A coordenadora da Assessoria Clínica do
Instituto de Tecnologia em Imunobiológicos da Fundação Oswaldo Cruz (Bio-Manguinhos/Fiocruz), Lurdinha Maia, destaca que erradicar uma doença como essa é a maior prova dos benefícios da vacinação. “A importância da vacinação na idade certa e no tempo adequado tem como maior exemplo não termos mais a varíola no mundo inteiro. Essa é uma doença terrível, que dizimou a população mundial. Quando a gente fala de pólio, o último caso no Brasil foi em 1989, em Souza, na Bahia. E o último caso nas Américas foi em 1994. Infelizmente tivemos agora um caso no Peru. Isso deixa em alerta todos os países vizinhos.”
A história das vacinas e a história da varíola se misturam, uma vez que o primeiro imunizante do mundo foi desenvolvido para prevenir contra essa doença. O inglês Edward Jenner, no século 18, inventou a primeira vacina na tentativa de conter a varíola, e conseguiu amenizar os casos graves em pacientes vacinados. As primeiras epidemias de varíola foram oficialmente registradas na Europa durante a Idade Média, no século 10. Cientistas investigam, porém, vestígios muito anteriores que indicam possibilidades de casos no Antigo Egito, nas Cruzadas e navegações vikings.
No Brasil, a história da doença está relacionada à colonização, e o primeiro surto registrado de varíola ocorreu em meados de 1555, quando a enfermidade foi introduzida no Maranhão por colonos franceses. O tráfico de africanos escravizados e a imigração portuguesa também causaram surtos no país, do litoral para o interior. A eliminação da doença no Brasil
é anterior à criação do PNI, e se deu em 1971, seis anos antes do último surto no mundo, registrado em 1977, na Somália. Em 2023, o programa completa 50 anos.
Vitória contra a pólio
No Brasil, as campanhas contra a doença ganharam força na década de 1980, e o último caso registrado foi em 1989. Pesquisador de
Bio-Manguinhos/Fiocruz
desde a década de 1960, Akira Homma participou do trabalho de estruturar a produção das vacinas contra a poliomielite no Brasil, decisivo para que a doença fosse erradicada.
Homma integrou, como técnico, os primeiros testes da vacina oral contra a poliomielite no país, na década de 1960, no Instituto Adolfo Lutz, e ajudou a organizar o laboratório de virologia quando entrou na Fiocruz, em 1968, participando do isolamento e caracterização do vírus da pólio.
Após experiências no exterior, Homma chegou à direção de Bio-Manguinhos nas décadas de 1970 e 1980, quando a produção da vacina oral no Brasil foi de fato estruturada.
Ele destaca que fabricar a vacina no país foi de extrema importância, mas a mobilização social para que as vacinas chegassem às crianças na época, por meio dos dias nacionais de Vacinação, também teve um papel central.

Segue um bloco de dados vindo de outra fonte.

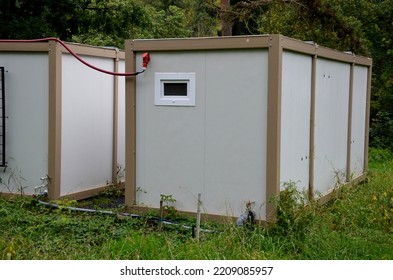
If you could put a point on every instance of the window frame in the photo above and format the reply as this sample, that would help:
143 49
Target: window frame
161 99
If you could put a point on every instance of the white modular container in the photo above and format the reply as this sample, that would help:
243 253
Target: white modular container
237 118
64 120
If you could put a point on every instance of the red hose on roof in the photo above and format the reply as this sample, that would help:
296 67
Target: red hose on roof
74 54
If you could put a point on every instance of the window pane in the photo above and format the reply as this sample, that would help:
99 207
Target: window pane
175 89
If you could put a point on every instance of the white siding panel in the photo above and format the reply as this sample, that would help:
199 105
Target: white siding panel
295 119
218 147
87 121
121 120
358 120
236 122
26 85
331 123
170 140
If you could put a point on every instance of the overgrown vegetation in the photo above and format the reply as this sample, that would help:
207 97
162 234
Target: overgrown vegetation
355 224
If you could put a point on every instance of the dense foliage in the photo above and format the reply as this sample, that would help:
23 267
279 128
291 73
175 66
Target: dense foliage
361 26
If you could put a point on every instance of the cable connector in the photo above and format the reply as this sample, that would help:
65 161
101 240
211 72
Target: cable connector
146 60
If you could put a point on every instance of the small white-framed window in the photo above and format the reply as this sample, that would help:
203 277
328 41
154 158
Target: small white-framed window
174 89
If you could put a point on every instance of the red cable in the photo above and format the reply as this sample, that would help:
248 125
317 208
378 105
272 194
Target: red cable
73 53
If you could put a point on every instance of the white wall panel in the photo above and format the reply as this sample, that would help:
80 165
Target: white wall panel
26 85
170 140
218 147
236 123
358 120
331 123
87 121
121 124
295 119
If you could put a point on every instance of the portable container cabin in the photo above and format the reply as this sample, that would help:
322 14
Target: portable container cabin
61 120
237 118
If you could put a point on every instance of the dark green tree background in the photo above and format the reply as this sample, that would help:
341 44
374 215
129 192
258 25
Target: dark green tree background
364 27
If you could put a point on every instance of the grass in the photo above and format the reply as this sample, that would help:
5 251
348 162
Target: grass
356 224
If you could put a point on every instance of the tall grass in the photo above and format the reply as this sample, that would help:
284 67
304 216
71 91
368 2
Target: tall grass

“O governo federal possibilitou a adesão de todos os ministérios à campanha, e também toda a sociedade brasileira foi envolvida nesse processo. Houve uma motivação muito grande da sociedade e até da iniciativa privada. Houve a participação de milhares de voluntários, e também a mídia explicando o papel da vacinação. Em 1980, tínhamos 1.290 casos de poliomielite. Em 1981, caiu para 122. Em 1982, para 42 casos. E, em 1989, acontece o último caso. Esse é o impacto de altas coberturas vacinais. Em um dia se conseguia vacinar 18 milhões de crianças.”
Apesar da vitória nacional contra a doença no passado, a poliomielite ainda existe de forma endêmica no Afeganistão e no Paquistão, e teve casos pontuais registrados recentemente no continente africano, nos Estados Unidos, em Israel e no Peru.